Stephen Mathewsons Leidenschaft für Gitarrenrock und Eishockey ist auch wichtig...this rocks!

 

Kunst und Bau

Acht  Künstlerinnen und Künstler arbeiten über vier Jahre hinweg je zwei Monate in der Paedakoop Schlins.

 

Gestartet hatte dieses Projekt mit der Vorarlberger Künstlerin Maria Jansa, die im Frühjahr 2016 mit dem Projekt Tonobjekte im Feldbrand gewirkt hat.

Die Lemniskate, die liegende Acht, steht für Unendlichkeit und diese war Ausgangspunkt einer sehr poetischen und gleichzeitig sehr archaischen Kunst, die Kinder und Jugendliche mit Maria Jansa schufen.

Höhepunkt dieser Arbeit war das Brennen der Objekte im Feldbrand auf freiem Gelände.

 

 

Im Herbst 2016 erarbeitete der in München lebende Künstler FLATZ mit Kindern und Jugendlichen faszinierende Objekte, die schließlich in einer Ausstellung gezeigt wurden.

FLATZ wählte das Thema Haus: Was ist ein Haus? Wozu dient es? Aus welchen Materialien kann es gebaut werden?

Mit Gesprächen, Zeichnen, Planen und dem Bau von Modellen gelang es den Jugendlichen, Bilder und Objekte von hoher Eindrücklichkeit zu schaffen.

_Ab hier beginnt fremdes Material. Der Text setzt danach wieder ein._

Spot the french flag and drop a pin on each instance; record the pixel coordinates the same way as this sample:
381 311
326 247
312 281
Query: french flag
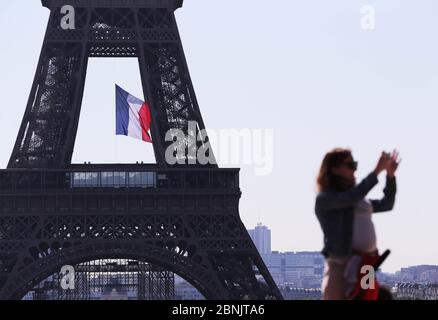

Und FLATZ gelang es, im Rahmen des Ateliers, Räume, Gedanken und Gefühle zu öffnen – und den Einen oder Anderen für Kunst und damit eine Auseinandersetzung mit sich und dem Leben zu begeistern.

 

 

Im Frühjahr 2017 verwirklichte das Künstlerpaar Bele Marx & Gilles Mussard ein großes Projekt mit dem Titel heimat–made in schlins, ein festiver filmdrehtag. Die Arbeit dieser beiden Monate, alle Vorbereitungen und Übungen in den Bereichen der Zeichnung, Video, Performance, Skateboarding, Pétanque u.v.a., mündete in einen festiven Drehtag auf der Burgruine Jagdberg.

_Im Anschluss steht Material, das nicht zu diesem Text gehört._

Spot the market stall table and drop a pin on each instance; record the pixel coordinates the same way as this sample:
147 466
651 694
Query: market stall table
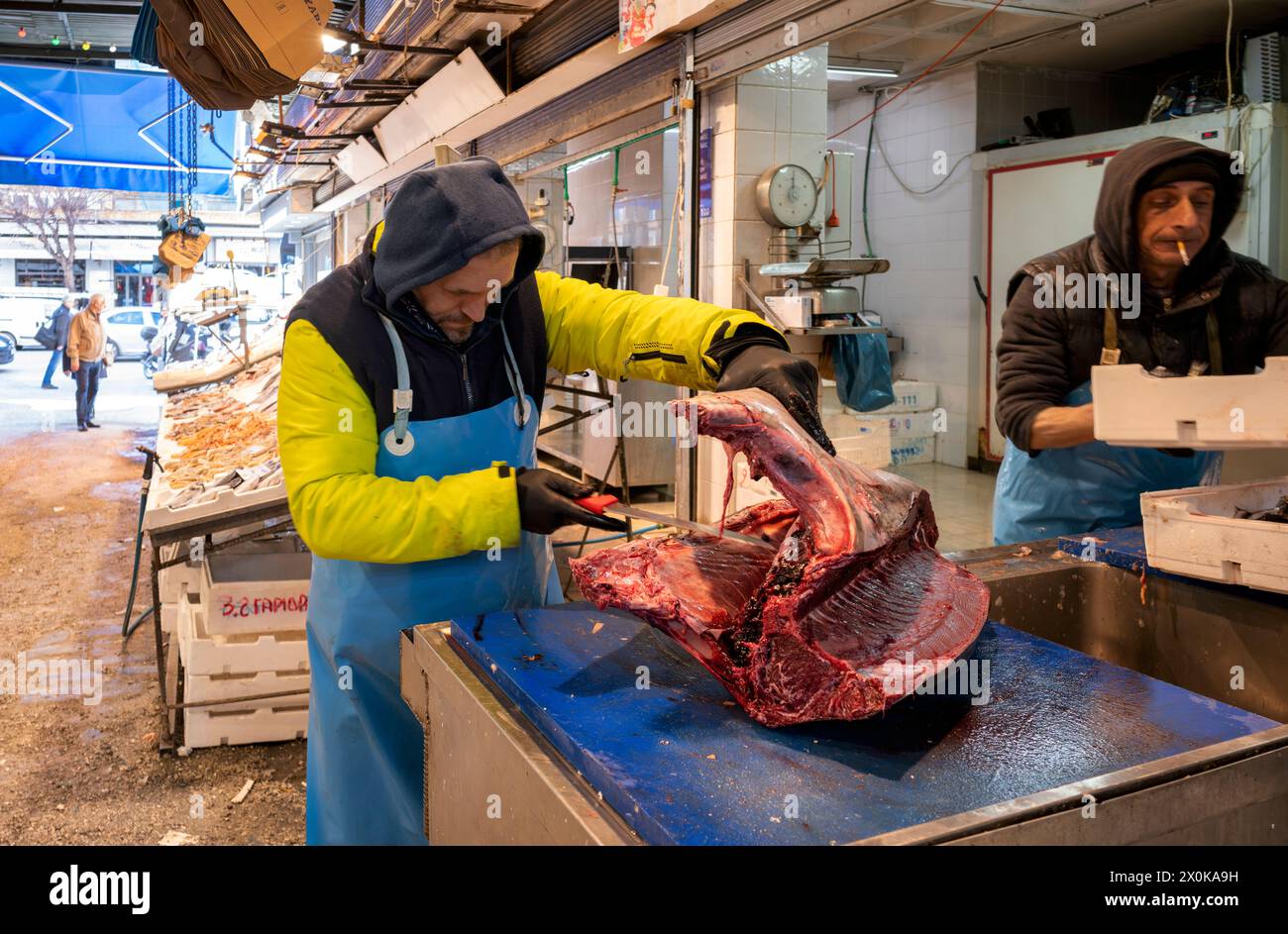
544 710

Es entstanden wunderbare Bilder und Szenen, die Anfang Oktober im Rahmen einer Rohfilmpräsentation und einer Ausstellung im Alten Hallenbad in Feldkirch gezeigt wurden; später konnten einige der Werke mehrere Wochen lang in der Fassade und der Aula der Sparkasse Feldkirch gesehen werden.

 

 

Im November und Dezember 2017 wurde unser Atelier von Ferdinand Ruef besetzt.

Es entstanden hunderte Skizzen, Zeichnungen und Drucke. Ein Teil davon wurde in einem Kunstbuch herausgegeben, das im Mai in der Galerie Lisi Hämmerle in Bregenz präsentiert wurde. 

 

 

Im April und Mai 2018 arbeitete Ilse Aberer in der Paedakoop Schlins. 

Sie blieb in ihrer Arbeit in der Paedakoop der Beschäftigung mit geometrischen Grundformen treu.

Zu viel, zu laut, zu groß, zu spektakulär ist so vieles heute. Ilse Aberers Anliegen ist die Kraft der leisen Töne. Diese sollen zum Klingen gebracht werden, der Zugang zum Nichtgesehenen, Nichtgehörten, Nichtgespürten soll ermöglicht werden.

 

 

Im April und Mai 2019 war Ingo Giezendanner aus Zürich in der Paedakoop Schlins zu Gast und pendelte zwischen der Großstadt und dem kleinen Dorf hin und her. 

Nicht nur mit Papier und Stift entstanden dabei wunderbare, gezeichnete Werke, die vor allem Bildausschnitte des Waldes zeigen. Auch die Wände im improvisierten Atelier wurden zur Zeichenfläche.